Durban - Instead of romance and living happily ever after, a pastor was left heartbroken and with a protection order from the woman who had said “I do” only days earlier.
Cedric Zulu, 29, senior pastor at New Jerusalem House of Prayer church in Witbank, Mpumalanga, said his conjugal rights were denied, despite paying a handsome lobola for his bride.
Nine days after their expensive wedding, the couple went their separate ways while in the middle of their week-long honeymoon at a Durban beachfront hotel, because of irreconcilable differences over bedroom matters.
Zulu revealed that he had been celibate and had been looking forward to his wedding day since he and his wife walked down the aisle.
However, he recently took to Facebook to post the news about his divorce.
Zulu said he spent R360 000 on both his traditional and white weddings, paid R50 000 for lobola, R9 000 for his wife-to-be’s wedding dress and her R13 000 on her ring.
“We were supposed to be there for seven days, but we could only handle five days and they were also too tough for the both of us,” he said. “We were no longer on speaking terms at the time.”
Zulu said when the couple returned from their honeymoon, his wife left him. His family contacted hers but were requested not to make any further communication but to await a letter from authorities.
“It was that serious. From there we received a court order and a protection order,” he said.
When he received the documents, Zulu said they cited emotional and sexual abuse.
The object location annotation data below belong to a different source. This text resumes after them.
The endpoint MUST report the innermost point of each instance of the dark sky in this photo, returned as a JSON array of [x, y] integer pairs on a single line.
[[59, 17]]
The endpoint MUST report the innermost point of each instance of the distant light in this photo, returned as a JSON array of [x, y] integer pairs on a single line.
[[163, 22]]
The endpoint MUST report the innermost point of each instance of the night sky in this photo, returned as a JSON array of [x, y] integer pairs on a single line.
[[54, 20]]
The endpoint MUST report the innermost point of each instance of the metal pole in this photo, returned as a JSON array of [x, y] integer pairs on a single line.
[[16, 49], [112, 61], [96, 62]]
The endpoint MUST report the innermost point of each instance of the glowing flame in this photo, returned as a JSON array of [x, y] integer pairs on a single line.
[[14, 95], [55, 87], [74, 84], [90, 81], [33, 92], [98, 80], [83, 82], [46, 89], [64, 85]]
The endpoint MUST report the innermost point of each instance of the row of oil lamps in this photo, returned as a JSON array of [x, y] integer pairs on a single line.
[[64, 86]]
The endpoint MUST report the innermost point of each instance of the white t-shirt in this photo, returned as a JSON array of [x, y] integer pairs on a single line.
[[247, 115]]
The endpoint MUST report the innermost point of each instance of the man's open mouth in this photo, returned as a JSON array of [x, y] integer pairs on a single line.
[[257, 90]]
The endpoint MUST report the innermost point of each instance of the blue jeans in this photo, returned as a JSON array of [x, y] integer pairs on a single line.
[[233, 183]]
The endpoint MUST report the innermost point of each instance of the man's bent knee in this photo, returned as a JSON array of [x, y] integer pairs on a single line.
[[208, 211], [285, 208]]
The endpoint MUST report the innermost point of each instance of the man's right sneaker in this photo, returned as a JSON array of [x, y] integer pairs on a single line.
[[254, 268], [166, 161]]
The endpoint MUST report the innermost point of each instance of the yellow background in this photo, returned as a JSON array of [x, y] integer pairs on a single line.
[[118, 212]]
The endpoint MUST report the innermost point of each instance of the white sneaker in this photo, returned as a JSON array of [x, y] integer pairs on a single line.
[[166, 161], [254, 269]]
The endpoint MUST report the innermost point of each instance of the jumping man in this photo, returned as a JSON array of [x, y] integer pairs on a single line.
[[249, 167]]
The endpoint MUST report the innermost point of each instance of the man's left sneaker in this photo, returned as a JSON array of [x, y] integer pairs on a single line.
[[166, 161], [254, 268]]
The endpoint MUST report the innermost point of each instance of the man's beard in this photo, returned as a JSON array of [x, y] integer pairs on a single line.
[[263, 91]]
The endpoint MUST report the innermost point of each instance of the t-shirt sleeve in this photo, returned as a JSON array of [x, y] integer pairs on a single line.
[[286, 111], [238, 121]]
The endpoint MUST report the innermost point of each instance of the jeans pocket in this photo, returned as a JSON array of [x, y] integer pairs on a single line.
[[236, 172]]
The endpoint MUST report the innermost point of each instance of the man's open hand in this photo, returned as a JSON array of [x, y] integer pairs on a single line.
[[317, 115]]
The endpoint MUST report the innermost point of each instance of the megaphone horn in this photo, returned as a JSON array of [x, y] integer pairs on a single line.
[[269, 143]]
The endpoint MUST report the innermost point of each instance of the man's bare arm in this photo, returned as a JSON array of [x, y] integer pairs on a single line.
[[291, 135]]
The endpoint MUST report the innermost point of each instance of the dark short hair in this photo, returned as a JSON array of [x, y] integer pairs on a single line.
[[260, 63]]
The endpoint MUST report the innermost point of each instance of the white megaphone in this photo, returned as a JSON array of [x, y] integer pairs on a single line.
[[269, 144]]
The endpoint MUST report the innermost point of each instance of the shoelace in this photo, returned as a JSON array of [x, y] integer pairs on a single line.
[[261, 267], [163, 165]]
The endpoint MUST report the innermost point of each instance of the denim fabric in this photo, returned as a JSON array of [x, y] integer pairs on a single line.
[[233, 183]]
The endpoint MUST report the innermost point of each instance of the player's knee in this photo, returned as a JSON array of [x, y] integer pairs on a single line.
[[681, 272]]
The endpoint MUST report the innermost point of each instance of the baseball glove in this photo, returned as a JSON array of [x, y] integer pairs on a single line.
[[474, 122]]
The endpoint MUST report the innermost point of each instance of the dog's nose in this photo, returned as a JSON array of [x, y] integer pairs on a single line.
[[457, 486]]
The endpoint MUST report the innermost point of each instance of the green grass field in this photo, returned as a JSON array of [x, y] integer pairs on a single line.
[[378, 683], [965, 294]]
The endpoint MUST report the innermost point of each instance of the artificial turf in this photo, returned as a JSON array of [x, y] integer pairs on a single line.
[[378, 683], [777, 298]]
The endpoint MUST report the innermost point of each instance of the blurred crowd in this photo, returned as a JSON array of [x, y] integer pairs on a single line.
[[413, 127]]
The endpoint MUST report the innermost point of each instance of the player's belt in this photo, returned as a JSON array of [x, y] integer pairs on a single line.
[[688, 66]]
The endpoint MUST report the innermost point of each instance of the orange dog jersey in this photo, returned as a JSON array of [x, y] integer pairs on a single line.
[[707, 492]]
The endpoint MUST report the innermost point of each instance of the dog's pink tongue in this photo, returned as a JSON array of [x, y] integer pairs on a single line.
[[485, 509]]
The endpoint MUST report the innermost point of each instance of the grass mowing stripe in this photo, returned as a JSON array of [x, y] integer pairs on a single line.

“I was never abusive in any way, the issue was wanting intimacy regularly. She approached my father and told him about this,” he said. “I believe my requests were reasonable because I paid lobola for her to perform her wifely duties but we ended up having to eliminate intimacy completely.”
Some of his social media followers have criticised him for airing his dirty laundry and asked him to seek Jesus.
Zulu said he would not be deterred by naysayers as his nine-day marriage message was an important one to share.
He blamed the church’s strict rules for dating couples, saying they were partly to be blamed .
“As a man of God, you cannot fully date a woman and get to know her. We used to spend about six to seven hours on the phone daily,” said Zulu. “Now and again, I would get her from Siyabuswa to Witbank so we could spend some time together but she always had a chaperone.”
He said although he suffered much heartbreak, he had since healed and was ready for love again.
“All that happened doesn’t matter now and I can talk about it. The next time I fall in love it will be different. I will marry someone who will show that they would put their life on the line for me. Someone who will sacrifice for me because my wife failed to.”
The Sunday Tribune was unable to reach Zulu’s ex-wife.